Sadly there are a few Churches like that. But there shouldn’t be, should there? We should be living examples of communities that work together to support one another in our growth to maturity, to full blown Christian virtue.
That brings us to our 3rd element, one body. In his letter to the Philippians Paul puts it like this: “1If then there is any encouragement in Christ, any consolation from love, any sharing in the Spirit, any compassion and sympathy, 2make my joy complete: be of the same mind, having the same love, being in full accord and of one mind. 3Do nothing from selfish ambition or conceit, but in humility regard others as better than yourselves. 4Let each of you look not to your own interests, but to the interests of others. (Phil 2:1-4) Then he goes on to say they should have the same mind among themselves that was in Jesus Christ who gave himself up for their sake. He says a similar thing in Eph 4: “1I therefore, the prisoner in the Lord, beg you to lead a life worthy of the calling to which you have been called, 2with all humility and gentleness, with patience, bearing with one another in love, 3making every effort to maintain the unity of the Spirit in the bond of peace. 4There is one body and one Spirit, just as you were called to the one hope of your calling, 5one Lord, one faith, one baptism, 6one God and Father of all, who is above all and through all and in all. (Eph 4:1-6)

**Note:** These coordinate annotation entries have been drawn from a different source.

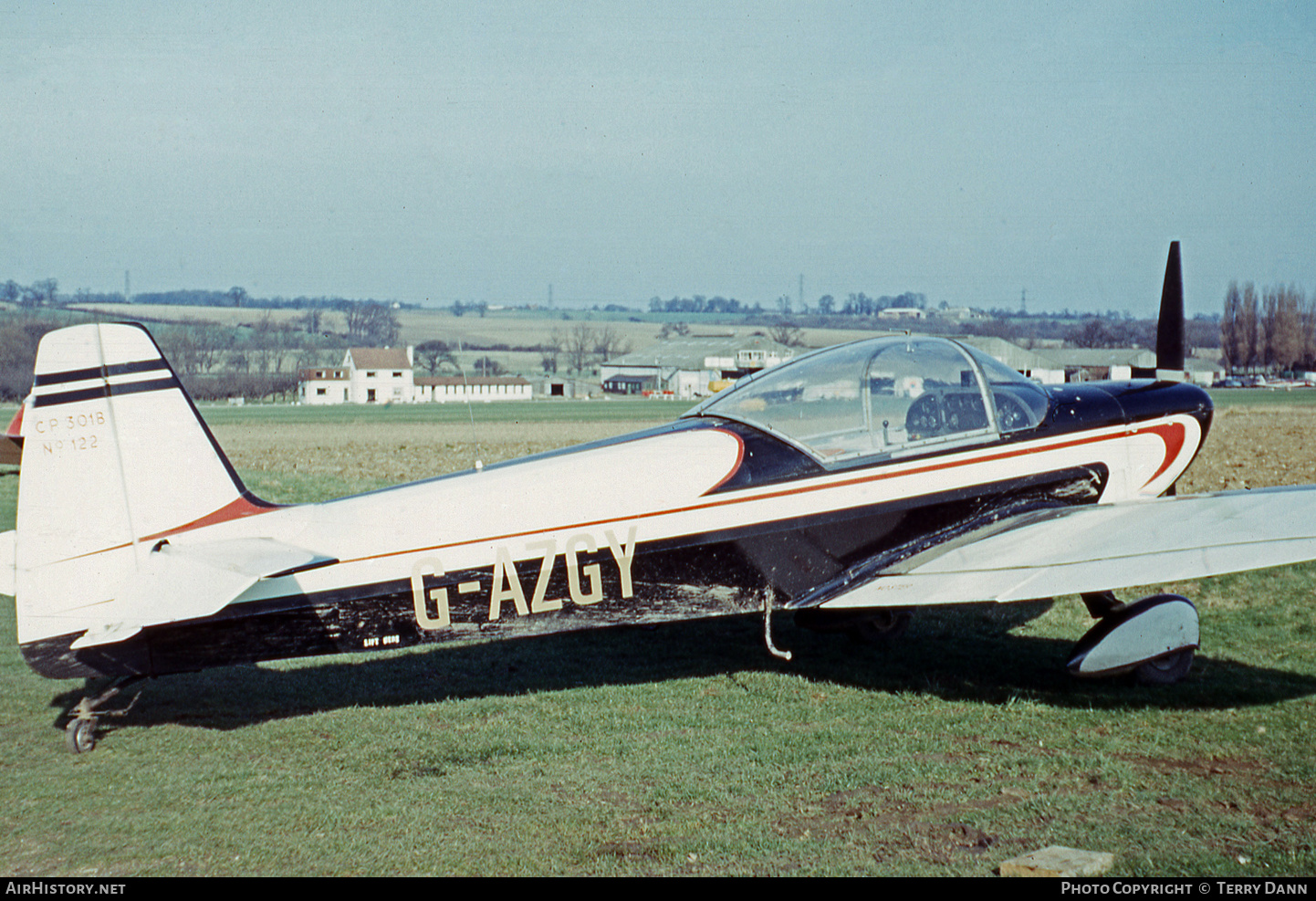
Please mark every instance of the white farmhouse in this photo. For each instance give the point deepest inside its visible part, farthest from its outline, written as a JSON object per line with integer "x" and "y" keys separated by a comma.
{"x": 366, "y": 375}
{"x": 387, "y": 375}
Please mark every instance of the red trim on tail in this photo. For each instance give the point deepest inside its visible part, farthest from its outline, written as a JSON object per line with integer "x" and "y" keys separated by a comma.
{"x": 238, "y": 508}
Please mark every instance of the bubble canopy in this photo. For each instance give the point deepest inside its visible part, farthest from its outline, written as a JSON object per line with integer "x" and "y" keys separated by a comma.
{"x": 883, "y": 397}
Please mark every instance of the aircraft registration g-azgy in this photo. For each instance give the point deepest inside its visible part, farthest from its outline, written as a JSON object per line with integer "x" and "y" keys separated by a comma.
{"x": 851, "y": 485}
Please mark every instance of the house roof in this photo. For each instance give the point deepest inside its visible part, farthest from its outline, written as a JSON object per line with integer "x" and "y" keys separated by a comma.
{"x": 380, "y": 357}
{"x": 691, "y": 351}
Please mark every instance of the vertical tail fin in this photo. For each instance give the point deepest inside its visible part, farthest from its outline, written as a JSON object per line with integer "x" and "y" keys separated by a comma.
{"x": 115, "y": 458}
{"x": 1169, "y": 335}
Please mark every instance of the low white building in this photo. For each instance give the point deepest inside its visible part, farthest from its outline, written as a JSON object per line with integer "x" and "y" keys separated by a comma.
{"x": 445, "y": 389}
{"x": 387, "y": 375}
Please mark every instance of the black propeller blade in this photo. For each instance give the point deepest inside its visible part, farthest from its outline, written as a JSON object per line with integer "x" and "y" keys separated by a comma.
{"x": 1169, "y": 335}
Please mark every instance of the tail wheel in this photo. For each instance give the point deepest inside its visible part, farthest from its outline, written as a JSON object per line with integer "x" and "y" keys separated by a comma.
{"x": 882, "y": 627}
{"x": 1166, "y": 671}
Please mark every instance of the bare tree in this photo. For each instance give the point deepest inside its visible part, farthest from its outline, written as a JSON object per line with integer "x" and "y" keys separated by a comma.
{"x": 580, "y": 344}
{"x": 788, "y": 332}
{"x": 611, "y": 344}
{"x": 372, "y": 324}
{"x": 434, "y": 354}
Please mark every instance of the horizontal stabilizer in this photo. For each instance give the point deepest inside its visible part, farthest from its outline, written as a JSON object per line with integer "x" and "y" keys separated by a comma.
{"x": 186, "y": 582}
{"x": 1092, "y": 549}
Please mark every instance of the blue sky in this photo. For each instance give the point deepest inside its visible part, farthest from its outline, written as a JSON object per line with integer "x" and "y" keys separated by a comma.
{"x": 483, "y": 151}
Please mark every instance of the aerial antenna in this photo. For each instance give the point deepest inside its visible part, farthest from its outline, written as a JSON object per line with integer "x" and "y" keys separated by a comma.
{"x": 470, "y": 410}
{"x": 1169, "y": 330}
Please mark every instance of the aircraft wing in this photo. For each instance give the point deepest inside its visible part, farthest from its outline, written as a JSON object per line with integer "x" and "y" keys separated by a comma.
{"x": 1090, "y": 549}
{"x": 190, "y": 581}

God has put us into his church so we can work together; so we can love one another; so we can help the weak among us to become strong; so we can show to the world around us that his power can change lives. He calls us to maintain the unity of the Spirit in the bond of peace. Notice that? The bond of peace is like the string that ties the young tree to something stronger to help it grow until it too is ready to support another.
How can we develop the 3 great Christian virtues and the 9 fruit in our lives? By making sure we bind ourselves together with others who are seeking similar growth in godliness. We’ll look at this some more in two weeks’ time.
The writer to the Hebrews says “24And let us consider how to provoke one another to love and good deeds, 25not neglecting to meet together, as is the habit of some, but encouraging one another, and all the more as you see the Day approaching.” (Heb 10:24-25) Our church life is critical in our ability to grow to maturity, to develop Christian virtue. Your presence here on a Sunday may be critical to the growth of some other person here. So when you’re tempted to skip our Sunday gathering remember that someone else may be depending on your encouragement in their Christian life, even if you don’t realise the effect you’re having on them; and this may be the week when they need it most.
Christian virtue, fruit of the Spirit and our unity as the body of Christ are a package deal. You can’t have one without the other. Each one builds on the other. And all three lead us towards the new creation. Next week we’ll discover that this new creation living has an apologetic thrust. As a church we become a missionary body proclaiming to the world that God is making all things new and the evidence for that is the way we live and grow together in holiness.